Das Rote Kreuz ist übrigens sehr präsent in der dänischen Gesellschaft. Überall gibt es eigene Läden in denen Kleidung, Möbel oder sonstige Gegenstände des täglichen Gebrauchs zu niedrigen Preisen für Hilfsbedürftige angeboten werden. Die Hilfsorganisation arbeitet viel mit der Kommune zusammen und wird auf Wunsch von MigrantInnen als Familienbetreuer eingeschaltet. Die weitgehend auf freiwilliger Arbeit basierende Organisation veranstaltet außerdem Treffen für die MigrantInnen zu verschiedenen Gelegenheiten, wie zum Beispiel zu Weihnachten, bei denen alle Gäste traditionelle Speisen mitbringen können. In Ballerup finden solche Treffen bis zu vier Mal pro Jahr statt und werden mit der Kommune, den anderen regionalen Hilfsorganisationen und der Sprachschule koordiniert.

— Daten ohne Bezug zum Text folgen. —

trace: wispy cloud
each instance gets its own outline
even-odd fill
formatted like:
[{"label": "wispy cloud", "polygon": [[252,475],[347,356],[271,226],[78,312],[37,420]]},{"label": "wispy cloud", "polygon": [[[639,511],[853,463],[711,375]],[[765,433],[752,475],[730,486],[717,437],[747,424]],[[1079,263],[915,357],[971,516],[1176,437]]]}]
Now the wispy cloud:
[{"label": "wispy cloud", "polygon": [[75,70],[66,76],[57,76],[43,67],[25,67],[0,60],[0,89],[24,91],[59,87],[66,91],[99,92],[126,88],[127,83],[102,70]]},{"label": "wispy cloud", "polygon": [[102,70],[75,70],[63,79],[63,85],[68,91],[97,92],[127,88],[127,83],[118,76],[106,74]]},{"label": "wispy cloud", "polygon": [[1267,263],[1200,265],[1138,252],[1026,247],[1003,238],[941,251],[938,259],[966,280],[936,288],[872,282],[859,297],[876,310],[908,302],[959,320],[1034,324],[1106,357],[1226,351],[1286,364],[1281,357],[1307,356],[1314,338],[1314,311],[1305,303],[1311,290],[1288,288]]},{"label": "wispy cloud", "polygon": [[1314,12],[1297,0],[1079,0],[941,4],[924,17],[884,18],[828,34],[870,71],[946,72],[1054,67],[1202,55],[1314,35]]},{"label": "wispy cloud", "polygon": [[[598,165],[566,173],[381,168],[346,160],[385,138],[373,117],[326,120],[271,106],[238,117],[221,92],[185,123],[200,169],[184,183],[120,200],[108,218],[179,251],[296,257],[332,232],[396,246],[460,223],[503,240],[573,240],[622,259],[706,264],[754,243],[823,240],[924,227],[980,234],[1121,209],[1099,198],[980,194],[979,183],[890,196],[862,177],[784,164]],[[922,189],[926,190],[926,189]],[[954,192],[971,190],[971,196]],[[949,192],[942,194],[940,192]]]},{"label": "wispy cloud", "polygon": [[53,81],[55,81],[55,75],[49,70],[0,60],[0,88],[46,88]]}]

Weitere Kooperationen hat das Ballerup Sprogcenter mit der VUC Schule in Lyngby und mit dem Arbejdermuseet in Kopenhagen, von dem ich schon berichtet habe. Einmal pro Woche kommt eine Lehrerin aus Lyngby und bietet einen speziellen Kurs für Personen mit Dyslexie an. Aktuell benötigen ca. 5-6 Personen diesen Unterricht am Ballerup Sprogcenter.
Mein Eindruck nach dem Kennenlernen der Sprachschule in Ballerup und der Køge Handelsskole ist, dass die Sprachkursträger die gleiche Stellung wie eine Berufsschule oder eine Ausbildungseinrichtung haben. Sie erfüllen eine wichtige Aufgabe für die Integration von MigrantInnen und sind deswegen Partner auf Augenhöhe mit den Kommunen; eine Anerkennung, die in Berlin unter anderem aufgrund der großen Anzahl der Träger und der unterschiedlichen Qualität des Unterrichts leider noch aussteht.